Economic Freedom Snapshot
- 2016 Economic Freedom Score: 56.5 (up 0.1 point)
- Economic Freedom Status: Mostly Unfree
- Global Ranking: 121st
- Regional Ranking: 23rd in Sub-Saharan Africa
- Notable Successes: Monetary Freedom
- Concerns: Property Rights, Corruption, and Financial Freedom
- Overall Score Change Since 2012: +0.7
After President Amadou Toumani Touré was ousted in a March 2012 military coup, Tuareg separatists and militants linked to al-Qaeda took control of Northern Mali and declared independence. French armed forces restored government control in the major cities in January 2013, and former Prime Minister Ibrahim Boubacar Keita won the presidential election in a second round of balloting in August. In June 2015, the government and an alliance of Tuareg separatist groups signed a peace accord, but clashes between the separatists and pro-government militias soon resumed. Approximately 1,000 French troops remain in the country along with a U.N. peacekeeping operation. The economy depends on agricultural exports such as cotton for foreign exchange. Cotton-price fluctuations and drought contribute to poverty and political instability.
Government corruption remains a problem and was a factor in the Islamist takeover of the North. Demands for bribes are frequently reported in large public procurements and in both public and private contracting and investment projects. Corruption also poses an obstacle to foreign direct investment. The judicial system is inefficient and prone to corruption. Property rights are not adequately protected in practice.
The top individual income tax rate is 40 percent, and the top corporate tax rate is 35 percent. Other taxes include a value-added tax. Overall tax revenue equals 12.2 percent of total domestic income, and government spending has decreased to 23.9 percent of GDP. The budget has been in deficit for five years, and public debt has reached a level equal to about 30 percent of GDP.
Commercial regulations are not enforced effectively. Economic diversification has lagged, and much private-sector activity takes place outside of the formal economy. Labor regulations, although not fully enforced, are relatively rigid.
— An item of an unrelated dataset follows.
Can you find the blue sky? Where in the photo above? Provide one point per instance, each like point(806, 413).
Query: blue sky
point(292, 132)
In 2015, the IMF urged the government to take additional steps to place the state-owned, heavily subsidized electricity company’s finances on a sustainable footing.
Mali’s average tariff rate is 7.4 percent. Importation of goods is expensive and time-consuming. Foreign and domestic investors are generally treated equally under the law, and there are no limits on foreign ownership in most cases. The financial sector remains underdeveloped, and banks cannot provide adequate financing for entrepreneurial activity. Much of the population has little access to formal financial services and relies on informal lending.